Detailseite
Projekt Druckansicht

Sitten in Staats- und Gesellschaftstheorien zur Zeit des Directoire

Fachliche Zuordnung Politikwissenschaft
Förderung Förderung seit 2021
Projektkennung Deutsche Forschungsgemeinschaft (DFG) - Projektnummer 462868429
 
Sitten in Staats- und Gesellschaftstheorien zur Zeit des DirectoireZiel des Projekts ist die Untersuchung der sozialintegrativen Rolle von Sitten (mœurs) in politischen Theorieentwürfen aus der Spätphase der Französischen Revolution (ca. 1795 bis 1799).
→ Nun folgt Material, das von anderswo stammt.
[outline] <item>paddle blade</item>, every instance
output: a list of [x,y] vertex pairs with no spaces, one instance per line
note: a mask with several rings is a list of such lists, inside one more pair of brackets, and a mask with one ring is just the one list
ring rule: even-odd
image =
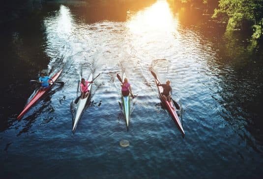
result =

Vor dem Hintergrund der politischen Instabilität der spätrevolutionären Phase findet sich in Frankreich in dieser Zeit eine große Spannbreite an Staats- und Gesellschaftstheorien sowohl von republikanischen als auch von monarchistischen oder traditionalistischen Autoren, die davon ausgehen, dass die Legitimation des politischen Gemeinwesens nicht alleine aus der Kraft der Gesetze erfolgen kann, sondern die Unterstützung geteilter sozio-moralischer Überzeugungen und Praktiken erfordert. Das zu analysierende Korpus setzt sich zusammen aus Texten u.a. von Louis Gabriel Ambroise de Bonald, Antoine-Louis-Claude Destutt de Tracy, Joseph de Maistre, Pierre-Samuel Dupont de Nemours, Louis Sébastien Mercier, Pierre-Louis Roederer, Jean-Baptiste Say oder Emmanuel Joseph Sièyes. Ausgehend von diesem Korpus erfolgt im Rahmen des Projekts zunächst eine genauere Bestimmung des semantischen Felds von "mœurs" und "moral". Die Ausgangsthese ist, dass sich in der Verwendung des Begriffs seit Montesquieu zwei entgegengesetzte Begriffsdimensionen entwickeln, wonach Sitten einerseits als soziomoralische und soziokulturelle Voraussetzungen des politischen Gemeinwesens fungieren können, sich in ihnen aber auch die Freiheit der Bürger innerhalb des Staats artikuliert. Der über das gesamte politische Spektrum geteilte Versuch einer politischen Aufwertung der Sitten im Untersuchungszeitraum stellt, so die generelle These, entgegen der bestehenden Forschung keinen umfassenden Rückgriff auf monistische Konzepte dar und mündet nicht in eine Überdetermination durch das Politische. Vielmehr kann gezeigt werden, wie in den untersuchten Ansätzen in der Auseinandersetzung sowohl mit republikanischen Traditionen wie auch unter Rückgriff auf die schottische politische Ökonomie eine Spannbreite an Modellen für das Verhältnis von Staat und Gesellschaft entwickelt wird. Diese reichen von liberal-republikanischen bis zu konservativen Ansätzen, sind skeptisch gegenüber bloß rechtlicher und wirtschaftlicher sozialer Integration und rekurrieren daher in veränderter Weise auf Sitten und Moral. Das Projekt leistet zugleich einen Beitrag zum Verständnis der Ausdifferenzierung der soziopolitischen Sprache an der Wende zum 19. Jahrhundert.